Они «придают ему больше значения», подобно тому, как проказник «усложняет» хвост собачонки, кастрюлю к нему привязав.
Такой Бог не очень-то интересен.
— Что скажет служанка?
Еще одна особь, того же подвида, которую она прибавляет.
— Какая нелепость — так тратить время мое!
Эмманюэль Бог не удосуживается сообщить ей, что потрачено вовсе не время, ее личное или чье-то еще, а несколько кубометров вечности.
— Сколько времени?
Затем, вдруг, с самой свирепой злобой на свете:
— Вы только что меня усыпили!
Эмманюэль задумывается, достойна ли она услышать его рассказ или нет; должен ли он придумать зерцало, которое показало бы ей Другую, — Мириам! — или же все отрицать.
Он решается на ложь самую верную, когда дело имеют с низшим иль Относительным.

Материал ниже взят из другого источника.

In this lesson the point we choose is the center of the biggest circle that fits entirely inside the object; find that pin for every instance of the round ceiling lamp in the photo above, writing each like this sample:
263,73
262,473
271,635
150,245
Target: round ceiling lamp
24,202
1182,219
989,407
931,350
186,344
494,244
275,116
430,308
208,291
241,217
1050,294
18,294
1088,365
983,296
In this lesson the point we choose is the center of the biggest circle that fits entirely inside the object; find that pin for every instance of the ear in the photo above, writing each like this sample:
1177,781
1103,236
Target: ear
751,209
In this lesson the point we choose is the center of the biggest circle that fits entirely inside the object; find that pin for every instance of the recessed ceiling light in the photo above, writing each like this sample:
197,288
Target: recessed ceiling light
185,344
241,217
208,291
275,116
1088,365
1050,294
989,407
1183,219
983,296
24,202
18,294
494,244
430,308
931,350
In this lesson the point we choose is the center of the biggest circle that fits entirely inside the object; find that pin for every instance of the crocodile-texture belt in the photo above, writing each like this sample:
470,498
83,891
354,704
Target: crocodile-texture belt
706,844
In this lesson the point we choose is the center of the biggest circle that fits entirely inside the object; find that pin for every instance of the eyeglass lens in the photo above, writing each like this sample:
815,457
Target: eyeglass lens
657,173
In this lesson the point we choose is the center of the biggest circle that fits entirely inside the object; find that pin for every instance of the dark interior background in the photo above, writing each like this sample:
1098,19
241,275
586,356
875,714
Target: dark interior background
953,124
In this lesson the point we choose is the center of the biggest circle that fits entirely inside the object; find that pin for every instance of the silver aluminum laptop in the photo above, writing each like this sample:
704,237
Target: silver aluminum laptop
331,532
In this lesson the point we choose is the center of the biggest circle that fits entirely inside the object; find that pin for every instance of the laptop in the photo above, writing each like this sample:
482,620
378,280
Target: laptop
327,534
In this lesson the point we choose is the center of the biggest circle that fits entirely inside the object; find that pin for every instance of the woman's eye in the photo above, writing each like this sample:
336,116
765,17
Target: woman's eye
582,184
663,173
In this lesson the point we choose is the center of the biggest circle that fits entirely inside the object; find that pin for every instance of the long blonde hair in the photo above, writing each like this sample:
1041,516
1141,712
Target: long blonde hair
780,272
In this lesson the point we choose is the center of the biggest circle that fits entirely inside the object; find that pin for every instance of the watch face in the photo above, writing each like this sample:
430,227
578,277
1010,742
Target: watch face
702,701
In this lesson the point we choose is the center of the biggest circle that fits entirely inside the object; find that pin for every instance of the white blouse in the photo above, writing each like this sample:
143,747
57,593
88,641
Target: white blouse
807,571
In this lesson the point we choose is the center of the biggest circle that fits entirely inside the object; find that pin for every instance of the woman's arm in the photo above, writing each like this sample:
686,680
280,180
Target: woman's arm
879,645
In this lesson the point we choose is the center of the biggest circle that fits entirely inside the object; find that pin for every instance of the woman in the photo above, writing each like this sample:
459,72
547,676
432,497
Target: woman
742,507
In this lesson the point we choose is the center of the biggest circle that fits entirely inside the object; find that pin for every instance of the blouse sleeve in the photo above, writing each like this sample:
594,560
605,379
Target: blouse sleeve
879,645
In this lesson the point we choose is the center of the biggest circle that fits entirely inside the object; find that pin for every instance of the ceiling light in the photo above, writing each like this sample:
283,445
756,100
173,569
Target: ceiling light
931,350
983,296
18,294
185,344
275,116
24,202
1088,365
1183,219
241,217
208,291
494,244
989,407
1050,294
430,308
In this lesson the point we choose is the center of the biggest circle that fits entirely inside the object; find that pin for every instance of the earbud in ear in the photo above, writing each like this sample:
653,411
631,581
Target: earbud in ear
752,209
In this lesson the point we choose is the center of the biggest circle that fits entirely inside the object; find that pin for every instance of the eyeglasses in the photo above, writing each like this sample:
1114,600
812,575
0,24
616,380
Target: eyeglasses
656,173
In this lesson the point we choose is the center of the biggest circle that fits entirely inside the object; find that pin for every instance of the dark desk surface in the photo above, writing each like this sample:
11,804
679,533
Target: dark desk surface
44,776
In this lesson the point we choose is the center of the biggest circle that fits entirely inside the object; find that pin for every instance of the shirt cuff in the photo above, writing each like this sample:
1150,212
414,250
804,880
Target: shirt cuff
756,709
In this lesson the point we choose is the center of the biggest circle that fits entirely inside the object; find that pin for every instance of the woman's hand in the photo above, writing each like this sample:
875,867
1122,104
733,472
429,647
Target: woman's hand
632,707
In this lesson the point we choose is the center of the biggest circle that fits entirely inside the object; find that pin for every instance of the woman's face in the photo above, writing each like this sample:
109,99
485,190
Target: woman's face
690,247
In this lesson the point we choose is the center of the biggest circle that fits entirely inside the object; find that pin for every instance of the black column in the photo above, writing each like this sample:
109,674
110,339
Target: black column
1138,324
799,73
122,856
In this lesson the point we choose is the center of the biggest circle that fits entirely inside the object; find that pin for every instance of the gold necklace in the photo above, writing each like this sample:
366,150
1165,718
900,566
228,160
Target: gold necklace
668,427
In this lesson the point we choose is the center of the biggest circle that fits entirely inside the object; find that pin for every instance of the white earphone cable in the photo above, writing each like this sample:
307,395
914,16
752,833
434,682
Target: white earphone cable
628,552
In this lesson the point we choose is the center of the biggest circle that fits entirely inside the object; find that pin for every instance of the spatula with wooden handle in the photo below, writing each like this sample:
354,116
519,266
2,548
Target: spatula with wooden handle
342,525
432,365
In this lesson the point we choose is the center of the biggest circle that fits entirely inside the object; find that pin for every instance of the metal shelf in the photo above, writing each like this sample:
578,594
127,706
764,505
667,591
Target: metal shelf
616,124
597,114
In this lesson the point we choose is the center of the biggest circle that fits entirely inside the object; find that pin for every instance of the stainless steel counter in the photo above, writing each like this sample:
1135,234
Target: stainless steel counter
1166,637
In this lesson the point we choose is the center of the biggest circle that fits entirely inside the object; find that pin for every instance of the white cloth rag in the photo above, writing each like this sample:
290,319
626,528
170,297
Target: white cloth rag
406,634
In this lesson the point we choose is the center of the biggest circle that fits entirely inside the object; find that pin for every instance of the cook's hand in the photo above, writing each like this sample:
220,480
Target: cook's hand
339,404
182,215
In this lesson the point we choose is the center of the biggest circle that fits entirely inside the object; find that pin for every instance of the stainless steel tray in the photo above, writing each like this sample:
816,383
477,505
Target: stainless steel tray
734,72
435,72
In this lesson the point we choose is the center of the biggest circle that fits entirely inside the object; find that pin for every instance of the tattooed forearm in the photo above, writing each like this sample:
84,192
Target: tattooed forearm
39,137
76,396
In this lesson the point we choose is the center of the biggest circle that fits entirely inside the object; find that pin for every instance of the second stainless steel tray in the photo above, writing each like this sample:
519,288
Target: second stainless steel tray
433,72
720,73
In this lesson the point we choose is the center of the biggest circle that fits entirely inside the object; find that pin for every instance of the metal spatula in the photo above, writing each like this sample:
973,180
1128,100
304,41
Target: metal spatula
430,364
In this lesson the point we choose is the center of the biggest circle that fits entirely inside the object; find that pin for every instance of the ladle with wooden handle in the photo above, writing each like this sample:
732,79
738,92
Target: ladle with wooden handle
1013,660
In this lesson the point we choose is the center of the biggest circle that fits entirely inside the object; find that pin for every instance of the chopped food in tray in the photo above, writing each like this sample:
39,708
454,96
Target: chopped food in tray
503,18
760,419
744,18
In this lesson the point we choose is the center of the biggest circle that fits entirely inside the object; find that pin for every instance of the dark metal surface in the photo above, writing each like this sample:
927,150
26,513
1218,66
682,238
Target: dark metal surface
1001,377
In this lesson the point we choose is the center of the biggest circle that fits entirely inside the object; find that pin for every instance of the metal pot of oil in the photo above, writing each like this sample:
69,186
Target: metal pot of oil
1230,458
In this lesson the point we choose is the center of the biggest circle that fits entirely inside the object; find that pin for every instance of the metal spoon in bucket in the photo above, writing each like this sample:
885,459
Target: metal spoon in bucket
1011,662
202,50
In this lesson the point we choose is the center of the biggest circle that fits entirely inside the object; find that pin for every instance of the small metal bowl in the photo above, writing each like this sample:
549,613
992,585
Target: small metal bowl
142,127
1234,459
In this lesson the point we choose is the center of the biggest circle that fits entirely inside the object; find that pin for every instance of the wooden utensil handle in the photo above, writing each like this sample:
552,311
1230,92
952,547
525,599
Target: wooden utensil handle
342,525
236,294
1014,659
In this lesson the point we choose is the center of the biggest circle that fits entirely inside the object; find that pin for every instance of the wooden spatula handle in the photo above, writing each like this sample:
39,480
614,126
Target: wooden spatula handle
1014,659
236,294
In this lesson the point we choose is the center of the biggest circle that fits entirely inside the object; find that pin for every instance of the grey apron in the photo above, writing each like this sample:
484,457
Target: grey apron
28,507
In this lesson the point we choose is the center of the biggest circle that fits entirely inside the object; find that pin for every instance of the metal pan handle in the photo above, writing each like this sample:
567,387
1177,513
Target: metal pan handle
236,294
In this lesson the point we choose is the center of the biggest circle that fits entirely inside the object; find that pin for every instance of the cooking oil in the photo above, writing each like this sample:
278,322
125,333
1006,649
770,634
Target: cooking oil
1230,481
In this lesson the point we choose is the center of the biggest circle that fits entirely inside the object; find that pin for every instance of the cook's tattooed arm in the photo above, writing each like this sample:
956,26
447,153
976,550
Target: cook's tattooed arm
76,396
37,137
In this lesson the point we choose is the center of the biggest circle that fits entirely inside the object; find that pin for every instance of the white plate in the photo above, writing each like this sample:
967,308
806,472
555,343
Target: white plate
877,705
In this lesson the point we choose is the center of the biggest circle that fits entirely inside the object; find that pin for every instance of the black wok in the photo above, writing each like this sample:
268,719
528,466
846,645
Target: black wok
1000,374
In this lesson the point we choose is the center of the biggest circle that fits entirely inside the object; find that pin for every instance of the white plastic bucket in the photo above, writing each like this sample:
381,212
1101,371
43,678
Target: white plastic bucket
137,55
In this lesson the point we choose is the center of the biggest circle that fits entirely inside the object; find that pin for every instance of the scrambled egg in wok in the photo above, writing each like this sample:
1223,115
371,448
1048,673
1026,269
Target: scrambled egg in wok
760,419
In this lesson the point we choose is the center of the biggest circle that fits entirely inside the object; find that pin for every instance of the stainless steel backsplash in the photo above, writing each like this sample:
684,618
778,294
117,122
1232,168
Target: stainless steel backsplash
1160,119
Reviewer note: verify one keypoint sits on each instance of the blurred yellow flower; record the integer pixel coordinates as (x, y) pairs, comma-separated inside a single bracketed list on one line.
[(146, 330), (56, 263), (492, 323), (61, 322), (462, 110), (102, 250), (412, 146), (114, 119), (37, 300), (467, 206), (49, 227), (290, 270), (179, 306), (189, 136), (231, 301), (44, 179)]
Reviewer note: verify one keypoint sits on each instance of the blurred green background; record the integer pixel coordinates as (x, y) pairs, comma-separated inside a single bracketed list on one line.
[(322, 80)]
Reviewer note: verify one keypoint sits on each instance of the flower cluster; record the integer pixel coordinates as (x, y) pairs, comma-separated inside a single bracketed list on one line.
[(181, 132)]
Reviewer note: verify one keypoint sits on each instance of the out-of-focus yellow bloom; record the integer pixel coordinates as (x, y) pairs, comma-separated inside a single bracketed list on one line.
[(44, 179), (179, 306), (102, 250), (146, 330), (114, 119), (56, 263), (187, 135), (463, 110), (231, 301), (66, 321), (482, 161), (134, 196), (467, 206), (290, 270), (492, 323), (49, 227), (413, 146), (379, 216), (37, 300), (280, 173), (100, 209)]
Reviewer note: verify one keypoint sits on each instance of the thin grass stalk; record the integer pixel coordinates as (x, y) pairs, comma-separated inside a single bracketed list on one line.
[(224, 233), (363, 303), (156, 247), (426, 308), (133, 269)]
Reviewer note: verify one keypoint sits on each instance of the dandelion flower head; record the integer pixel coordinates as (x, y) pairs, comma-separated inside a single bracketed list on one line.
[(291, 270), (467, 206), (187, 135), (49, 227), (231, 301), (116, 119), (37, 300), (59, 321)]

Он раскрывает пред ней Абсолют.
— С вами случился — как, не понятно, — нервный припадок.
Вы хотели ударить меня ножом — вот лезвия след, — четко виден на простыне маленький треугольник.
Мне привычно своих мертвецов вынимать, дословно, из копий писем…[70]
А раз я умею негодных детей усмирять, то и вам я сказал «баю-бай»!
— Это сделали вы?! Вы сошли с ума!
Ах, я тебя обожаю. Снова меня усыпи. Скажи «баю-бай»!